Mir leuchtet nicht ein, wie man das vorab oder nach wenigen Tagen sinnvoll sollte beurteilen können. Trotzdem ließen natürlich die ersten Artikel nicht lange auf sich warten, in denen von empörten Studierenden, generellen Klagen und vielen Fragezeichen die Rede war – laute Stimmen eben. All die, die am 20. April mit den ihnen verfügbaren Mitteln vergleichsweise gut gestartet sind, von denen manche die ersten Schritte mit digitalen Technologien getan haben, andere von bereits bestehenden Erfahrungen und Routinen profitierten, werden nicht erwähnt, weil sie ihre Stimme nicht erheben – was auch nicht verwunderlich ist, denn das, was da jetzt in Lehre und Studium passiert, kostet Zeit, ist aufwändig, ungewohnt und bindet die Aufmerksamkeit. Das gilt auch für diejenigen im Hintergrund, die sich darum bemühen, dass die Technik läuft sowie Beratung und Unterstützung zur Verfügung stehen, wenn es „brennt“.
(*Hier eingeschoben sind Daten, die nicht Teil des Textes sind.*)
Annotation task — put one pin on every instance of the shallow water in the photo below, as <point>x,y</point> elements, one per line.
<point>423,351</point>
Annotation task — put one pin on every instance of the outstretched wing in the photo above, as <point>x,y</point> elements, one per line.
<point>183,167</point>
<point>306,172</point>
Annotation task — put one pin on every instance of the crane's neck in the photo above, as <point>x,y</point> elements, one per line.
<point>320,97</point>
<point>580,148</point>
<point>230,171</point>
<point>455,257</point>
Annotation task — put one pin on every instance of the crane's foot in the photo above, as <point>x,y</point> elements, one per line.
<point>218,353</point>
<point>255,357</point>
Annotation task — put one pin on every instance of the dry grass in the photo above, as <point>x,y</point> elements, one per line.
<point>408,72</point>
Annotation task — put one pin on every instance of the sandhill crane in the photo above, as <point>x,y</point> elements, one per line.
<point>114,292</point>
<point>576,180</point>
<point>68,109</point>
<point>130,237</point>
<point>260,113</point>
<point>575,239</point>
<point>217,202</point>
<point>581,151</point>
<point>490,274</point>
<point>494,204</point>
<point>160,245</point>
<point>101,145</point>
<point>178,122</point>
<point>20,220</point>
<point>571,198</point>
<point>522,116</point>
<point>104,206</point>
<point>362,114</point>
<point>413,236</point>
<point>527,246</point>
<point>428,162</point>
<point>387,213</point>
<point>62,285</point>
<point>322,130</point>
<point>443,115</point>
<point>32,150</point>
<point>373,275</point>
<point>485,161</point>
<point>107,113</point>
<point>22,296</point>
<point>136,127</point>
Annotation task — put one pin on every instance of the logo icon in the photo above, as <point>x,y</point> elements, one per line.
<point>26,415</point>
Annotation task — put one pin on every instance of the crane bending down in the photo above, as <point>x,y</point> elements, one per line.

Mit Blick auf meine eigene Lehre würde ich sagen, dass der Start soweit geglückt ist. Richtig ist, dass bereits am ersten Tag das von uns verwendete Learning Management System ausfiel, was erst einmal (auch bei mir) einen kleinen Panikschub auslöste und dann die Suche nach Überbrückungsstrategien aktivierte (in meinem Fall eine E-Mail-Benachrichtigung an die Teilnehmenden mit Anhängen und Links zur Kompensation des Ausfalls). Doch schon mittags die Erleichterung: Das LMS funktionierte wieder. Zwei synchrone Videokonferenz-Termine (an den Rändern des Tages) im Verlauf der Woche funktionierten bestens, über meine kurze Überblicksvideos hat sich zumindest niemand beschwert, alle Ressourcen sind digital verfügbar, und alle Teilnehmenden haben sich gewissenhaft an die ersten Aufgaben gemacht, die ich für die Beschäftigung mit der aktuellen Themeneinheit vorbereitet hatte – und das ist jetzt freilich einfach nur EIN Beispiel.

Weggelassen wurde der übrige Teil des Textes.